Esses dois insetos frequentam as artes de diferentes maneiras. No cinema, quem não viu o filme “A Mosca”, de 1986, em que um cientista inventa a máquina para fazer o teletransporte de corpos?
O processo consistia numa espécie de “desmonte” das moléculas do corpo numa das máquinas (a transmissora) e sua reconstituição na outra (a receptora). Depois de testá-la com objetos e pequenos animais, resolve ele mesmo submeter-se a um teste. Deu tudo errado quando ele, ao entrar na máquina, não percebeu que entrou junto uma mosca.
Ela foi “desmontada” e transportada junto com o cientista e, na “remontagem”, misturaram-se as moléculas e o homem incorporou as características do inseto, transformando-se num monstro híbrido, mosca/homem. Essa mesma história já havia sido filmada, com recursos bem toscos, em 1958, com o título em português de “A mosca da cabeça branca”.
Na música temos a composição do saudoso Raul Seixas, “A mosca na sopa”, aquela “que perturba o seu sono” e que fica “no seu quarto a zumbizar”, além de outras que no momento não me ocorrem.
Quanto à borboleta, por motivos óbvios, sua presença se faz muito mais notada: é a beleza de uma pintura, é a poesia exaltando suas belas cores, é a música, tal como canta Marisa Monte (“Borboleta pequenina que vem para nos saudar”) e o poeta Vinícius de Moraes (“Brancas/Azuis/Amarelas/Pretas/Brincam/Na luz/As belas/Borboletas”), e outros. Renomados escritores, como o mestre Rubem Braga, celebraram a borboleta: quem não leu sua notável crônica “A borboleta amarela”?
Na verdade, o que me motivou a escrever sobre esses dois insetos foi uma situação curiosa que vivenciei há alguns dias. Sempre que posso e a disposição comparece, frequento a sala de ginástica do condomínio onde moro, bem cedo, geralmente o primeiro a chegar. Como sempre, entrei, liguei as luzes e abri as janelas para arejamento e renovação do ar do ambiente.
Fui logo para a esteira ergométrica e, ao iniciar, surgiu, saída de algum canto escuro, uma bela borboleta, que fez diversos sobrevoos na sala, vindo a seguir em minha direção e realizando quatro voltas ao meu redor; após isso, dirigiu-se a uma das janelas e ganhou a liberdade, sumindo no ar ainda meio escuro. Concluí que esse volteio em torno de mim foi, provavelmente, para agradecer-me por tê-la libertado da escuridão e do ambiente abafado em que passara a noite.
Mas, assim que a borboleta evadiu-se do local, fui assaltado por uma dessas moscas que, às vezes, nos assediam, insistindo em pousar em nosso rosto, por mais que as espantemos. Foram muitos minutos de luta: a mosca tocando o meu rosto e eu repelindo-a.

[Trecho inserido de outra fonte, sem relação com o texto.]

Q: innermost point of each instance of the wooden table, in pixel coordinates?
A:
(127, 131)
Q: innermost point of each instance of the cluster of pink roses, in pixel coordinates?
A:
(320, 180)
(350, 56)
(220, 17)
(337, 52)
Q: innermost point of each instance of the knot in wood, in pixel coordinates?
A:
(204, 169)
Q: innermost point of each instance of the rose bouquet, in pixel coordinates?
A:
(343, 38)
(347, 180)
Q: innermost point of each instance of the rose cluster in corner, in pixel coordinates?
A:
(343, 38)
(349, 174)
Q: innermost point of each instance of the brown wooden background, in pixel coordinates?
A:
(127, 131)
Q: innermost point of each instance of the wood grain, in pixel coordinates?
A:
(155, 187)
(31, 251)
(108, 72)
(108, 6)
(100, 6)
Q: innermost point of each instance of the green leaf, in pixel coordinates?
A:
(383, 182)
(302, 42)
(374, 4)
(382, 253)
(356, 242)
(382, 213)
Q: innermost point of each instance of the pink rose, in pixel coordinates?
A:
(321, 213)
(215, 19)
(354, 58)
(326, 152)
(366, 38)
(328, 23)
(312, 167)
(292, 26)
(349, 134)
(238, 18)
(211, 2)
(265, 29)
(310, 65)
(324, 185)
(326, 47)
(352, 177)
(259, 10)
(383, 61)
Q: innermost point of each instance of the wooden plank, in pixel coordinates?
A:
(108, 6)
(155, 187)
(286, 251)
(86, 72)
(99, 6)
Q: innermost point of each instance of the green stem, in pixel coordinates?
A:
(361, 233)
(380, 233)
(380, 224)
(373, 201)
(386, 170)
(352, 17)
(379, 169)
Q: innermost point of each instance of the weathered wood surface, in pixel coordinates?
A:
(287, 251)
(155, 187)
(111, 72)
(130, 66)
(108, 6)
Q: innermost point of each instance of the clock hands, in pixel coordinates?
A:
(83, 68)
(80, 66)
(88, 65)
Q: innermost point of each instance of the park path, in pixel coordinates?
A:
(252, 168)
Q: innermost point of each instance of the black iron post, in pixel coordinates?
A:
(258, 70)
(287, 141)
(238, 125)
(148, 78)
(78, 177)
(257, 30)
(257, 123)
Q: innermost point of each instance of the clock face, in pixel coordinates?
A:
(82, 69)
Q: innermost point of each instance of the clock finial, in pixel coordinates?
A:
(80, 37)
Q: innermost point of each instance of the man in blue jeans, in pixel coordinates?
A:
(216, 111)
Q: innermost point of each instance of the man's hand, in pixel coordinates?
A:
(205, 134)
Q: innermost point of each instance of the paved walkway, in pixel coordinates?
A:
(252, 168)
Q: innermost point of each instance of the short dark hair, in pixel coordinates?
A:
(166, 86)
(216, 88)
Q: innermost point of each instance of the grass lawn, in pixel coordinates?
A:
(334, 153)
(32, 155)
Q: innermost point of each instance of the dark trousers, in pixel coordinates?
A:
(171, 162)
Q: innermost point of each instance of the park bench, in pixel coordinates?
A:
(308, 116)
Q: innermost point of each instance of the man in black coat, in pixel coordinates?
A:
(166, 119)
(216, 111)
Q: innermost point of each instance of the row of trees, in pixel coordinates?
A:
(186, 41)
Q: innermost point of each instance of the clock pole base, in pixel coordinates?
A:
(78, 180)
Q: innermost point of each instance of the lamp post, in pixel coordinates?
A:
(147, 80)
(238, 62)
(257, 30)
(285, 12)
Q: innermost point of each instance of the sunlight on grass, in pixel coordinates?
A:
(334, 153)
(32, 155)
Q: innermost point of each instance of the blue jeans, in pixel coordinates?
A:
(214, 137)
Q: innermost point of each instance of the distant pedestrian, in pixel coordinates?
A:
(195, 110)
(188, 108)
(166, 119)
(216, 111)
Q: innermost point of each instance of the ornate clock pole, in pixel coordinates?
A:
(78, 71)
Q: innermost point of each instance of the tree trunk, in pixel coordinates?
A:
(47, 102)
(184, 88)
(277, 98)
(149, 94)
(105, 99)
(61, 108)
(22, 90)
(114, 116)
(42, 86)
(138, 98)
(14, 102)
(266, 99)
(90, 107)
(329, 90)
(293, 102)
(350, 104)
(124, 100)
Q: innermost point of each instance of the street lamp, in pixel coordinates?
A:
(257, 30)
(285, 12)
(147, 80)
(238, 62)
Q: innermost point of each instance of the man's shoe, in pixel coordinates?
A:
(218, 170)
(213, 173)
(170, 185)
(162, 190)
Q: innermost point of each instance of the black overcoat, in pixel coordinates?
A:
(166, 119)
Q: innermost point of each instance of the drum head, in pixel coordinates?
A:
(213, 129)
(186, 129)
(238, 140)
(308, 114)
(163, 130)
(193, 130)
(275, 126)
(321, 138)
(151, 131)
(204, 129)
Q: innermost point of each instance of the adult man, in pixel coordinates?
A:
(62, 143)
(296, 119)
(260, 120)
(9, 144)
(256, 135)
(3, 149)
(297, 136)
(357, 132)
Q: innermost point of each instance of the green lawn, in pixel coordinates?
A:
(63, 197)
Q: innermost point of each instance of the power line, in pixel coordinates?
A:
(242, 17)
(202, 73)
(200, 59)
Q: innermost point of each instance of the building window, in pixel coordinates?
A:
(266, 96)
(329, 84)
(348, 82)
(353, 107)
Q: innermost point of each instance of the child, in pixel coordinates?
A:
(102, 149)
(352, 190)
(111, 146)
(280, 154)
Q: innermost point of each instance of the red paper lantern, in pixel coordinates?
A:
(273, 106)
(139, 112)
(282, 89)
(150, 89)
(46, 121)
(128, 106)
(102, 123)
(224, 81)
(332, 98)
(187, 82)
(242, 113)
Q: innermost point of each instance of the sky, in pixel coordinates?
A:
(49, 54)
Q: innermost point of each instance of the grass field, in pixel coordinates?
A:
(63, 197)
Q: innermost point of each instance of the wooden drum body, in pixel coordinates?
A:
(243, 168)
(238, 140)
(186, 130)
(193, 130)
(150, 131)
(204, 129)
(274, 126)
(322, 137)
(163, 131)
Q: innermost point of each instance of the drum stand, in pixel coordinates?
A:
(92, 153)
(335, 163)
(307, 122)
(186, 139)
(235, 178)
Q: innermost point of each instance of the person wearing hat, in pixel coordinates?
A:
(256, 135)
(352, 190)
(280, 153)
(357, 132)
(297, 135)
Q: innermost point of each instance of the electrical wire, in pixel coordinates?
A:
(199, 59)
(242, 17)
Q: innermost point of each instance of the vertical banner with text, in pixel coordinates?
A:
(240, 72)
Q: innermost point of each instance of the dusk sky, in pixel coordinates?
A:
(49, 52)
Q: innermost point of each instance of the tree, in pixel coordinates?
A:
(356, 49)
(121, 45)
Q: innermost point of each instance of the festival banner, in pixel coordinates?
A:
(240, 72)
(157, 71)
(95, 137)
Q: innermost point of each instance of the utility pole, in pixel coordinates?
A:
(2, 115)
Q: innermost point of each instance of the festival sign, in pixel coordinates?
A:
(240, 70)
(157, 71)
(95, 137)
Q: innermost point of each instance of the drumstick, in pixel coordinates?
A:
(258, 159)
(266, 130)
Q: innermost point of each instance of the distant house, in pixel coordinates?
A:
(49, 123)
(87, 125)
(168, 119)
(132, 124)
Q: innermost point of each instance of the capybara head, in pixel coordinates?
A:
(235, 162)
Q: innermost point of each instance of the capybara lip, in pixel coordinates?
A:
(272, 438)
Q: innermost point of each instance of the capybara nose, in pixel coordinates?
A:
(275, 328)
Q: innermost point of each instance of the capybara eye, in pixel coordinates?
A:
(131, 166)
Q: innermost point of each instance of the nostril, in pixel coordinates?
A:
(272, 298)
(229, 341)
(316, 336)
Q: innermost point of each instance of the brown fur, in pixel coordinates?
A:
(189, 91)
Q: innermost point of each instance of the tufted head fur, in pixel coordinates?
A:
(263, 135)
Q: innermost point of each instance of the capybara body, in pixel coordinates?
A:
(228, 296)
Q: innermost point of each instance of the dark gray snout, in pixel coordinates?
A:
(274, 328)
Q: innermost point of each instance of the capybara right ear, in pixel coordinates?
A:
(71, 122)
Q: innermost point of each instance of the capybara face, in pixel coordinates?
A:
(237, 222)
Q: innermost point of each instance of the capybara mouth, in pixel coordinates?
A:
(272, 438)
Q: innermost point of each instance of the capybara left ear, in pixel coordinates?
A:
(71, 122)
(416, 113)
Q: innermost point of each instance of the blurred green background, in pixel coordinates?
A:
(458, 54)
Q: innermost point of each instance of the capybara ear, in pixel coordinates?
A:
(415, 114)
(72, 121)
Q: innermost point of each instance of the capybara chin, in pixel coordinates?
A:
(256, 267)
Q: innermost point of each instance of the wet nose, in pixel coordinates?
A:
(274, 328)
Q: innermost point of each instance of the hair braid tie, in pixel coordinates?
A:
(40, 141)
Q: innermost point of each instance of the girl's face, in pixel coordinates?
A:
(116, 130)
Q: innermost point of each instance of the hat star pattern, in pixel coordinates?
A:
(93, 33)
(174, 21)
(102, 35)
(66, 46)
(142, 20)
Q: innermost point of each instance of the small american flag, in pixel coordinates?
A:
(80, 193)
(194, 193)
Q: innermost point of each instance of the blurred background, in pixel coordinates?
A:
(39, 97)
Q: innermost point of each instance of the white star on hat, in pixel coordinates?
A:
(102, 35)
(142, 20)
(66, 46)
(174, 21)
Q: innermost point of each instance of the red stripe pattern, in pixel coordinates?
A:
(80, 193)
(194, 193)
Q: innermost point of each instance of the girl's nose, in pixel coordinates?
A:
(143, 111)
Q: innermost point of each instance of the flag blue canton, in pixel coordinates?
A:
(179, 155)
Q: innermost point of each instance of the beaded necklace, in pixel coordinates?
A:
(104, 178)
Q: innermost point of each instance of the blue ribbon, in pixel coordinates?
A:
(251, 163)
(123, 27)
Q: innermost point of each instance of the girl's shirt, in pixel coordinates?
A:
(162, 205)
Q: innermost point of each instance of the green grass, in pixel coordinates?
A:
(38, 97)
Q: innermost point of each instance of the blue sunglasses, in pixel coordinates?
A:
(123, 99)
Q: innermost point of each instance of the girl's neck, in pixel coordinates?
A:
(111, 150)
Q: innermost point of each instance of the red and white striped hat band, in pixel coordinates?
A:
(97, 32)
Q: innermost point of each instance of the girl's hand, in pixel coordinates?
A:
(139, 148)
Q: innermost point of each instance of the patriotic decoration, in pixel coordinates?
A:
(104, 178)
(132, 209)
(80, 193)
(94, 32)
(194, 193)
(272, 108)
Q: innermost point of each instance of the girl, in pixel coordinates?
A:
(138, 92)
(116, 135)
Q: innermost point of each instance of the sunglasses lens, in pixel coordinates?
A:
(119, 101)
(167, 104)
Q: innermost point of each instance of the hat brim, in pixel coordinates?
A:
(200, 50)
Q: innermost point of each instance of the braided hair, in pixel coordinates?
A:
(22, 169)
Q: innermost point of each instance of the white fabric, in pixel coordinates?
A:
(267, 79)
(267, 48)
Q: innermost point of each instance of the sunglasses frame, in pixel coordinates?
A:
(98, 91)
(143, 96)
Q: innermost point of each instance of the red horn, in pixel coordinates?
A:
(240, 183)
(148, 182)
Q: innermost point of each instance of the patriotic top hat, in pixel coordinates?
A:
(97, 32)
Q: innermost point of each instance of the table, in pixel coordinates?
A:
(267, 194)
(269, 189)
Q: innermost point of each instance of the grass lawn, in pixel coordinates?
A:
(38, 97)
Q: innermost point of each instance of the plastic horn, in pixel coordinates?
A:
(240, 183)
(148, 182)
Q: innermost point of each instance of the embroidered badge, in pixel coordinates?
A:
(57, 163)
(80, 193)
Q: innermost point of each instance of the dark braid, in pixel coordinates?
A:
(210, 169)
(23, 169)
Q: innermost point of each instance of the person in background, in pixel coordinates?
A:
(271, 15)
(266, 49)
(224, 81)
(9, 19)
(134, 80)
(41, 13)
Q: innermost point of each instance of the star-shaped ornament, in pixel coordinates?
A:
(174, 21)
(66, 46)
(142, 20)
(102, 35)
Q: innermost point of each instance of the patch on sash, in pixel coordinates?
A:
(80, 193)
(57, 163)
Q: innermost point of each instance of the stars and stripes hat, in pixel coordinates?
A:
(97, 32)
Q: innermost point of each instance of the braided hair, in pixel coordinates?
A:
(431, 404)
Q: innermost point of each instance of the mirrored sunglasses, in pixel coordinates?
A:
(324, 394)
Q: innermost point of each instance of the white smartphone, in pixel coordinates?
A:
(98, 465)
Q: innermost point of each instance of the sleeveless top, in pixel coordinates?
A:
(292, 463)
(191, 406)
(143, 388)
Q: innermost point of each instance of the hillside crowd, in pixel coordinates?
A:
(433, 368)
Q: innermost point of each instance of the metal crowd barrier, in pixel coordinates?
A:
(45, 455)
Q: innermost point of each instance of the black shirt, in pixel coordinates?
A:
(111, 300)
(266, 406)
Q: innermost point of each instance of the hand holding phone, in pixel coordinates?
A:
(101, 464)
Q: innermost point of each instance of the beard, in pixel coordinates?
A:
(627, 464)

Ela não me deu trégua, até que, chegando outro morador para exercitar-se, a danada abandonou-me e foi imediatamente incomodar o recém-chegado. Fiquei matutando sobre qual teria sido o motivo para que ela me trocasse pelo outro (seria seu perfume mais agradável que o meu?), mas não reclamei; fiquei apenas observando a luta do meu vizinho com o irritante inseto.